Taylor leaves his life behind like a man who has survived a fire and sees a chance to disappear before the smoke clears.
Then there is Holloway, the hollow man, a cop who has destroyed his marriage. He pays a prostitute to pretend to be his ex-wife. The prostitute is found dead; the name of Holloway's ex-wife written on her body.
This is a nightmare.
There is a collision of circumstance. Holloway is investigating the disappearance of Andrew Taylor. He visits the family home. "He was a discarnate longing that lurked over that deserted and fatherless family."
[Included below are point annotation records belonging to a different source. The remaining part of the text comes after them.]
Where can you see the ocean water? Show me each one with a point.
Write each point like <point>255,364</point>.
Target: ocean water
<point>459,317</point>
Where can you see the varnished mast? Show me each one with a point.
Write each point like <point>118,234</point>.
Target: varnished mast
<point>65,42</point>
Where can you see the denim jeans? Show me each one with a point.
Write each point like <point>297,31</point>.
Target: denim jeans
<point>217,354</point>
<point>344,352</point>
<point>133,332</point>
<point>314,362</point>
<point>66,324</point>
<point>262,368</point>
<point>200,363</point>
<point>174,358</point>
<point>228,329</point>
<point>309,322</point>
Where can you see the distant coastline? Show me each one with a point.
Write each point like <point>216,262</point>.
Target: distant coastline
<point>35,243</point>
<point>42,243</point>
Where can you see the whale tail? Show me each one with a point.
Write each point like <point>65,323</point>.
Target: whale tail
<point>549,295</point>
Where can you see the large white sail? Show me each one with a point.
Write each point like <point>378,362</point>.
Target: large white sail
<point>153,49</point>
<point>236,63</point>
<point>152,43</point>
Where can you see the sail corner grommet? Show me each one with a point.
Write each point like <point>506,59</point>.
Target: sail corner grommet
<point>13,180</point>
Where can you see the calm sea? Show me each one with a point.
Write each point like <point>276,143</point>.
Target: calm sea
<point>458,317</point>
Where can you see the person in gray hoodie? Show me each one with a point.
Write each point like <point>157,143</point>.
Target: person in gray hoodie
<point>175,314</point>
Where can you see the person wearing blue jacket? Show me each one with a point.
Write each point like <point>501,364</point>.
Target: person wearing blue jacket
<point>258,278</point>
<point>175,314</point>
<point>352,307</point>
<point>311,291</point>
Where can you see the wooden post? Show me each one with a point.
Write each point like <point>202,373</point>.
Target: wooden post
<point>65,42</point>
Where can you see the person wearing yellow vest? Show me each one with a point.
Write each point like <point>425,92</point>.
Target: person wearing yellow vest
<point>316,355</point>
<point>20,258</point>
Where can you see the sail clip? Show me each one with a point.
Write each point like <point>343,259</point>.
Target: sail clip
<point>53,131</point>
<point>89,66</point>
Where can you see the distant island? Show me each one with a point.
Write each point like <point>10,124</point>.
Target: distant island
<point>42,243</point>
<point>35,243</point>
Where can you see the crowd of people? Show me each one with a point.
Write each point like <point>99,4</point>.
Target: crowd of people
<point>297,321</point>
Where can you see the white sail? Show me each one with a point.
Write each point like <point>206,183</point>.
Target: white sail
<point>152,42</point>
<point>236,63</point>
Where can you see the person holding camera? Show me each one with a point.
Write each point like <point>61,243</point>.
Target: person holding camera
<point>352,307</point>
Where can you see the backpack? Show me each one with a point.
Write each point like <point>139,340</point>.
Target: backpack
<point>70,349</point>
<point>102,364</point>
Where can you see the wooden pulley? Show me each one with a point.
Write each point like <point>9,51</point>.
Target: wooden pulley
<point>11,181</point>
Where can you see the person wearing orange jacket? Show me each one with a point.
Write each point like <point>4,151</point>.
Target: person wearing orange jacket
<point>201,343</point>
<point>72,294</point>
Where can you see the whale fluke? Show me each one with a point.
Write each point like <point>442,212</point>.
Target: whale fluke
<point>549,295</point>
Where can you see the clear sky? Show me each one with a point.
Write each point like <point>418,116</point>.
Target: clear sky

Most of the characters in this book are discarnate. They wander the pages looking for meaning in loss. Nobody is who they once were. People change their names because they can no longer live with themselves. Or because nobody can any longer live with them.
The characters are strange; the places stranger. Cross is a British writer now living in New Zealand. Here we are in a very odd place called Rotorua which Holloway mishears as "Road to Ruin", a place where there "remained something of the frontier about it, as if Rotorua stood on the hinterland between worlds".
That's good travel writing. This is great thriller writing. It is haunted by genuinely disturbed, very real characters. Cross' great gift is to place them at a slight remove from reality: the place you might easily inhabit if life became a little more dreamlike and dreams a little more real.
You can see his characters. There's Lenny, a bit mad, very intense, utterly loyal who "looked like a once-boyish pop star who, through unusual circumstances, had spent ten years as a prisoner of the Viet Cong".
So, funny, and sharp and brilliantly observed.
And, without giving anything away, Holloway Falls has one of the best closing lines ever: "And then he was happy."